Director Laura Poitras’ new documentary about Edward Snowden and the NSA, entitled CITIZENFOUR, opens in theaters across the United States tomorrow. There are also sneak peek screenings in Los Angeles, San Francisco, New York, and Washington DC tonight. You can see where the film is playing near you this weekend by going here.
Besides Edward Snowden, the film features Glenn Greenwald and William Binney, along with Kevin Bankston, Jacob Appelbaum, Ewen MacAskill, Julian Assange, Ladar Levison, David Miranda, Jeremy Scahill, and Lindsay Mills.
The film is an enthralling look a truly historic moment in journalism and the political earthquake that followed, but since Poitras, Greenwald, and Snowden are on our board of directors, do not just take our word for it. The film has received rave reviews from film, art, culture, and political reporters since its world premiere at the New York Film Festival on October 10. You can read excerpts from all of the major reviews on Rotten Tomatoes. Here are a few that were published today:
RogerEbert.com’s Geoffrey Cheshire:
Though superlatives can mischaracterize any movie’s qualities, it is not an overstatement, I think, to call “Citizenfour,” Laura Poitras’ film about Edward Snowden, the movie of the century (to date)…
Indeed, no film has ever been historic in quite the way this one is, since it tells a story in which the filmmaker and her work play a crucial part. It’s as if Daniel Ellsberghad a friend with a movie camera who filmed his disclosure of the Pentagon Papers every step of the way. Or if the Watergate burglars had taken along a filmmaker who shot their crimes and the cover-up that followed. Except that the issues “Citizenfour” deals with are, arguably, a thousand times more potent than Vietnam or Watergate.

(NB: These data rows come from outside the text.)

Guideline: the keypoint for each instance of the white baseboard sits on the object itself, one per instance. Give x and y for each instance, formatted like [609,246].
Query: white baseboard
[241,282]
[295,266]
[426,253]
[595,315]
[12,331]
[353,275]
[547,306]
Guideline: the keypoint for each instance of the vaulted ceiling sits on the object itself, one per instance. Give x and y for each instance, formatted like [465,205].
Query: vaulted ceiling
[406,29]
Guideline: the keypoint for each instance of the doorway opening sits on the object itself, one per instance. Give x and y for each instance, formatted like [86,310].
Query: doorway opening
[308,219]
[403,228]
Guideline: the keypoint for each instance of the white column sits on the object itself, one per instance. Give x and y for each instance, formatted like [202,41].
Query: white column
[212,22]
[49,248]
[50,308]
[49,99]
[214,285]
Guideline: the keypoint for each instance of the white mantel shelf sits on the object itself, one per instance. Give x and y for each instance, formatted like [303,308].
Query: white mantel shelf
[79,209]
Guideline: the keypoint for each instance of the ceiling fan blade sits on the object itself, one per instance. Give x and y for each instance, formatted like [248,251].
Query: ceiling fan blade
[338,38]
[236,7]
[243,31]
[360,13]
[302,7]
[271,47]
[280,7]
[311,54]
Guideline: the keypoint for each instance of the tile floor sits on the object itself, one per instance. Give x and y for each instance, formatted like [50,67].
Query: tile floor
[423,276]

The Washington Post’s Anne Hornaday:
Whether you think Edward Snowden is a hero or a traitor, you should see the riveting documentary “Citizenfour,” at the very least to get to know better the young man who just a little over a year ago became one of the most pivotal — and shadowy — figures on the geopolitical stage.

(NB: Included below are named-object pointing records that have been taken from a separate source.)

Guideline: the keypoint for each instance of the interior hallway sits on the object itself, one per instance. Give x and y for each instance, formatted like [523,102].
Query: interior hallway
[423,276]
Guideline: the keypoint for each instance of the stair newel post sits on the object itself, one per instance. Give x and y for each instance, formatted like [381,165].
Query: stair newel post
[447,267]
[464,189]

The New York Times’ A.O. Scott:
Cinema, even in the service of journalism, is always more than reporting, and focusing on what Ms. Poitras’s film is about risks ignoring what it is. It’s a tense and frightening thriller that blends the brisk globe-trotting of the “Bourne” movies with the spooky, atmospheric effects of a Japanese horror film. And it is also a primal political fable for the digital age, a real-time tableau of the confrontation between the individual and the state.
Next week, the film plays in cinemas across Britain and the following week in Germany, with more countries to follow soon. More US cities will be added over time. It all depends on how the opening weekend goes so if you are in DC, LA, NY or San Francisco, so please head out to the theater to support it.
CITIZENFOUR will broadcast on HBO in the US, Channel 4 in the UK, and NDR in Germany starting in Spring 2015.